Lo que a Judt (la fotografía es de Luis Magán) le preocupaba en el momento de preparar sus conferencias era la ampliación de la Unión Europea hacia el Este. ¿Tenía sentido, era solo una ilusión, un simple gesto paternalista de los países más desarrollados? Si el bienestar había sido el gran logro de la Europa occidental en las últimas décadas, ¿era posible proyectarlo y afianzarlo en esos Estados que venían de un pasado reciente comunista y que habían ido acumulando hondas heridas por no haber podido ser, a lo largo de su historia, suficientemente europeos, siempre marcados por su condición oriental, condenados por su marginalidad?

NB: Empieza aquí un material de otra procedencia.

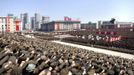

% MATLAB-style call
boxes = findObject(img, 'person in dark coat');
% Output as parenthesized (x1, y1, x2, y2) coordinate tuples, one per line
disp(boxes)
(10, 65, 22, 75)
(0, 55, 9, 67)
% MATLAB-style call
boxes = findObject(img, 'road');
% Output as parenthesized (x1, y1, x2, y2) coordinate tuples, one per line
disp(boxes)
(52, 41, 134, 60)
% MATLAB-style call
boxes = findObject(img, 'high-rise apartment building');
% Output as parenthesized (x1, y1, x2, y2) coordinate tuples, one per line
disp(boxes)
(35, 13, 42, 30)
(31, 17, 35, 30)
(20, 13, 28, 30)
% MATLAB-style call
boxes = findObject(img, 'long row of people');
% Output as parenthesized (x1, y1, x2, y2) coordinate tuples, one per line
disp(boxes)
(62, 34, 134, 53)
(66, 30, 134, 50)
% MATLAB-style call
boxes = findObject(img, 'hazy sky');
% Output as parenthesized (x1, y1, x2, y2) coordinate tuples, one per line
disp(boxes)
(0, 0, 134, 22)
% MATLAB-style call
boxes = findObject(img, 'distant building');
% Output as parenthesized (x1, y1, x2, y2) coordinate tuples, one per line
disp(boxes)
(14, 19, 21, 32)
(42, 16, 50, 24)
(116, 22, 133, 28)
(0, 17, 6, 32)
(21, 13, 28, 30)
(97, 21, 134, 29)
(25, 23, 31, 30)
(81, 22, 96, 29)
(6, 16, 15, 32)
(31, 17, 35, 30)
(101, 21, 117, 29)
(0, 16, 23, 33)
(8, 14, 14, 17)
(35, 13, 42, 30)
(41, 21, 81, 32)
(96, 20, 117, 29)
(96, 21, 102, 29)
(0, 16, 15, 32)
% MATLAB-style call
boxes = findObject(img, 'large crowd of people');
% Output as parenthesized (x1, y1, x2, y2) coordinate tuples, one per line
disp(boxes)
(0, 33, 134, 75)
(62, 37, 134, 54)
(64, 30, 134, 53)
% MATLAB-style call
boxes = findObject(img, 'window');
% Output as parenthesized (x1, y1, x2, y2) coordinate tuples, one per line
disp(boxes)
(2, 19, 3, 23)
(2, 19, 5, 23)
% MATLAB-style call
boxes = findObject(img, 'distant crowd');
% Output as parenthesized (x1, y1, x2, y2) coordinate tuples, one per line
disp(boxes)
(0, 33, 134, 75)
(66, 30, 134, 51)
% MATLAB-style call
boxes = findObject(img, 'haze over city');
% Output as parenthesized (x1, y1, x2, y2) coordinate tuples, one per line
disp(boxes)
(0, 0, 134, 22)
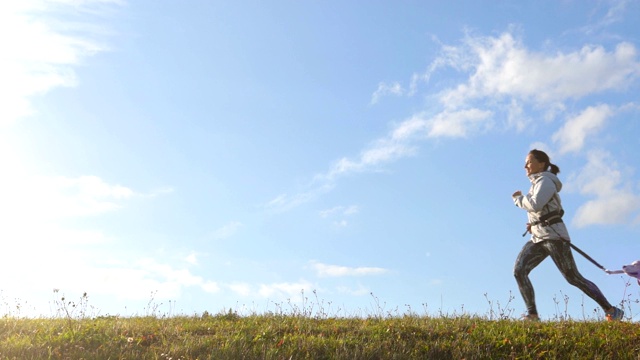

Judt analiza lo que pasaba entonces. Los datos de un estudio de 1994 le advierten de que la incorporación a la UE de Polonia, Chequia, Eslovaquia y Hungría va a resultar más cara de lo que percibían por entonces juntas España, Portugal, Grecia e Irlanda. Pero hay más indicadores: aumenta el desempleo, el crecimiento se paraliza, suben los precios. Y paisajes inquietantes, como son esas poblaciones satélites desoladas, los suburbios deteriorados y los deprimentes guetos urbanos que van imponiéndose en las grandes ciudades del viejo continente. Más cosas: los europeos están envejeciendo y una creciente población de personas mayores descansa sobre los hombros de un grupo cada vez menor de jóvenes. Los votantes empiezan a inclinarse por posturas de extrema derecha y los partidos conservadores tradicionales ya no ven con tan malos ojos los excesos ultranacionalistas y xenófobos.
¡Judt escribía en 1996, parece que habla de hoy mismo!
Y lo que quería entonces era señalar las progresivas carencias democráticas del proyecto europeo, que seguramente hoy son mayores que entonces. Bruselas se sostiene en un ideal de gobierno eficiente, universal, carente de particularismos y regido por el pensamiento racional y el Estado de Derecho. Por tanto, si es necesario saltarse las decisiones de unos parlamentos nacionales un tanto más reaccionarios y que no se ajustan al modelo, pues habrás que saltárselas. El viejo despotismo ilustrado.
Tony Judt, sin embargo, no aplaude que se vayan imponiendo esos derroteros y lo que reivindica entonces es… ¡la nación-Estado! Al fin y al cabo, es la más moderna de las instituciones políticas, dice, y subraya que cualquier unidad transnacional suele pecar de déficits democráticos. "También puede ser cierto que la vieja nación-Estado sea una forma mejor para asegurar lealtades colectivas, proteger a los desfavorecidos, promover una distribución más justa de los recursos y compensar el efecto perturbador de los patrones económicos transnacionales", escribe. Cuanto se manifestaba en la segunda mitad de los noventa de manera embrionaria, se ha multiplicado vertiginosamente en los tiempos que corren. Judt ya hablaba de una Alemania arrolladora y de una Francia en declive. Su ensayo
¿Una gran ilusión? sigue ofreciendo materiales de primera mano para enfrentarse al presente. No se lo pierdan.